Friday, August 29, 2008

Window on Eurasia: Moscow Fears Public Support for its Georgian Policy May Soften as Western Sanctions Bite

Paul Goble

Vienna, August 29 – Russians, according to all recent polls, overwhelmingly support what Moscow has done in Georgia, but many of those sampled do not believe Moscow “won” there at least when compared to other participants, an indication that this public support may be softer than the Kremlin clearly expects or that Western media routinely report.
Moreover, announcements by Russian officials that the Western response to Moscow’s invasion and recognition of Abkhazia and South Ossetia is likely to lead to higher prices for Russian consumers, threaten the country’s economic modernization, and make foreign travel more difficult could erode Russian support for the Kremlin’s policies.
And in an indication that some in the Russian government are worried about that possibility, the communications ministry there has announced that it is drafting a new law that will push the media there to shift from “the propaganda of personal freedoms and wealth to the affirmation of a new cult of health, patriotism and a ‘socially responsible’ way of life.”
Typical of the polls showing Russian support for Moscow’s policies is one conducted by the Levada Center. In response to its query as to whether Russia had behaved correctly by getting involved in the Georgian-Ossetian conflict on the Ossetian side, 87 percent of the sample said that Moscow had been right to do so (www.levada.ru/press/2008082701.html).

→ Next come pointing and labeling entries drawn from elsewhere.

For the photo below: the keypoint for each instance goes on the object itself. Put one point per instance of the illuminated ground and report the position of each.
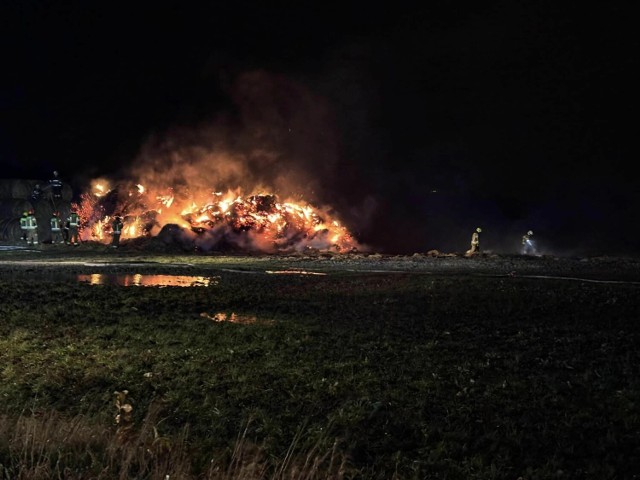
(93, 257)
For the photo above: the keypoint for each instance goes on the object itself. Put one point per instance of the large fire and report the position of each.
(211, 220)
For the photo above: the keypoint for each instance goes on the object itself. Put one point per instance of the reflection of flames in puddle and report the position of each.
(294, 272)
(138, 280)
(232, 318)
(212, 220)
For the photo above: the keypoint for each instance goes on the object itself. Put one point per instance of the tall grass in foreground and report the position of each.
(46, 446)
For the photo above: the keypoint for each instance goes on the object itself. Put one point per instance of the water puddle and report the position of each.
(229, 317)
(139, 280)
(293, 272)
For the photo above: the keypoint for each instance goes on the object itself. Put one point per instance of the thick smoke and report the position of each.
(280, 140)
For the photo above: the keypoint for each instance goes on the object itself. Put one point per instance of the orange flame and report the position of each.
(255, 222)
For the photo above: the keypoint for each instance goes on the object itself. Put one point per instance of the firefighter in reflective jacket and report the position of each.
(475, 242)
(528, 248)
(74, 223)
(56, 228)
(32, 228)
(116, 226)
(23, 225)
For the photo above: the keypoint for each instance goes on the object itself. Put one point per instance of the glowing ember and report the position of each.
(212, 220)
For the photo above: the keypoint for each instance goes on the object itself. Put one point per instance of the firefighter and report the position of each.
(116, 226)
(32, 228)
(23, 225)
(74, 224)
(528, 247)
(475, 242)
(56, 230)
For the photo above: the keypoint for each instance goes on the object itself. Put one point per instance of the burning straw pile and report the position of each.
(211, 221)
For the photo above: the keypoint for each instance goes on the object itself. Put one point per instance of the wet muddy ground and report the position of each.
(52, 261)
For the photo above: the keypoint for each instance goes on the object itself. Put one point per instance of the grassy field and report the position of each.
(352, 374)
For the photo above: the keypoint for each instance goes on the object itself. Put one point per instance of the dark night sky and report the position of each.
(415, 123)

But the same survey found that only 27 percent said that Russia had “won out” in this conflict, with 25 percent saying no one had, 19 percent saying that the United States had, 17 percent saying the leadership of South Ossetia had, and 11 percent saying that NATO had, an indication that Russians have doubts on whether this course of action has worked to their benefit.
(Intriguingly, when asked how they expected the current tensions between Russia and the West to play out, 48 percent said they thought that relations would “gradually return to what they had been before this incident, while 35 percent said they expected tensions to grow possibly into “a new Cold War.”)

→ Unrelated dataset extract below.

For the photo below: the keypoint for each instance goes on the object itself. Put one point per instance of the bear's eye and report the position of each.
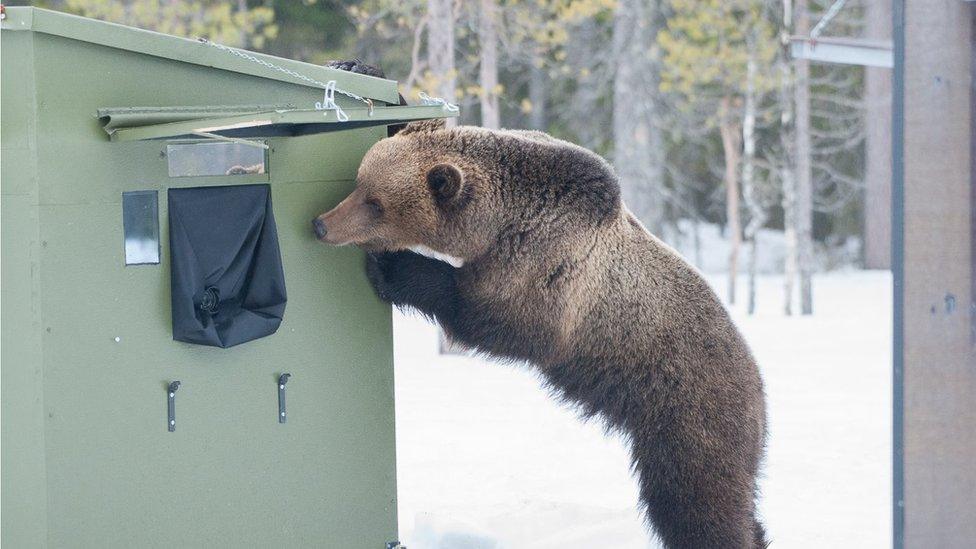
(374, 207)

Meanwhile, another poll found that a third of Russians believe that there is a high probability that major clashes will resume between Russian and Georgian forces, an increase of six percent over the last week and a possibility that could either cause more Russians to back the Kremlin or more to question its policies (www.polit.ru/research/2008/08/28/fom34.html).
But potentially more serious drivers of shifts in Russian public opinion on this issue are statements by officials and analysts that Aleksey Usov of the “Novyy Region” news service summarized as pointing to what he suggested may be a significant “worsening of the level of life of Russians themselves” (http://www.nr2.ru/economy/193455.html).

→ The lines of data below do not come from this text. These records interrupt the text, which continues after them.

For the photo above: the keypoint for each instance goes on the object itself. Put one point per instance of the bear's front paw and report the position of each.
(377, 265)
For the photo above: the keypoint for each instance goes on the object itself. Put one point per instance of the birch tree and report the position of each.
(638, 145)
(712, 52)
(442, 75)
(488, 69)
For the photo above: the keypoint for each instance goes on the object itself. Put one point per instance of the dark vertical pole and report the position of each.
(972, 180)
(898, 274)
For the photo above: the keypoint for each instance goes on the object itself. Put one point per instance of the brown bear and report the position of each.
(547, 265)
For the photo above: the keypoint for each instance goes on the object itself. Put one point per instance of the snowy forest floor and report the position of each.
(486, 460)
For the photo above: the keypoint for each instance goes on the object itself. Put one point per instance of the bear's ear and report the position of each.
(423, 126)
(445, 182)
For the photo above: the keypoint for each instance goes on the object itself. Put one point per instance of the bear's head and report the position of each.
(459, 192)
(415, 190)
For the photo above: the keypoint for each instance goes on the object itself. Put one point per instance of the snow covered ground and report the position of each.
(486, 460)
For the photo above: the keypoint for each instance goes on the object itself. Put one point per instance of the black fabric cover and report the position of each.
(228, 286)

The West’s indication that it will put off Russia’s inclusion in the World Trade Organization (WTO) and Moscow’s response that it will selectively suspend some of the agreements it had reached with the WTO as part of the admissions process will send prices for meat and other goods up at least in the short term, officials say.
Russia will be able to compensate for that after some months, agriculture minister Aleksey Gordeyev said yesterday, but some of the other consequences of the worsening of relations between Russia and the West are going to be far more difficult for the Russian government and ordinary Russians to cope with.
On the one hand, Russian firms are likely to find it far more difficult to attract foreign investors or to secure foreign financing, something that at the very least will make it more difficult for Russian President Dmitry Medvedev to modernize and diversity his country’s economy beyond the oil and gas sector.
And on the other, the new rise in East-West tensions is likely to lead to a tightening of visa regimes and a significant delay in talks for visa free travel to European Union countries and thus make it far more difficult for Russians to travel abroad, something that many of them identify as one of the chief gains resulting from the end of the Soviet Union.
Not surprisingly, the Russian government has decided to counter such arguments by launching a new ideological campaign. Today, the communications ministry announced that it is preparing a new law that would encourage media outlets to end their “propaganda of personal freedom and wealth” (www.nr2.ru/society/193587.html).
Instead, ministry officials will urge media outlets to promote “a cult of health, patriotism, and ‘a socially responsible’ way of life,” thus reorienting the views of Russians who have been subject “for almost 20 years to the cult of money, success and petty bourgeois comfort” as the highest goals.
The officials stressed that this campaign would be “voluntary,” but they pointedly suggested that those media outlets that went along could count on government support while those that don’t will be subject to the closest official scrutiny, yet another tightening of the screws on Russia’s already hard-pressed media outlets.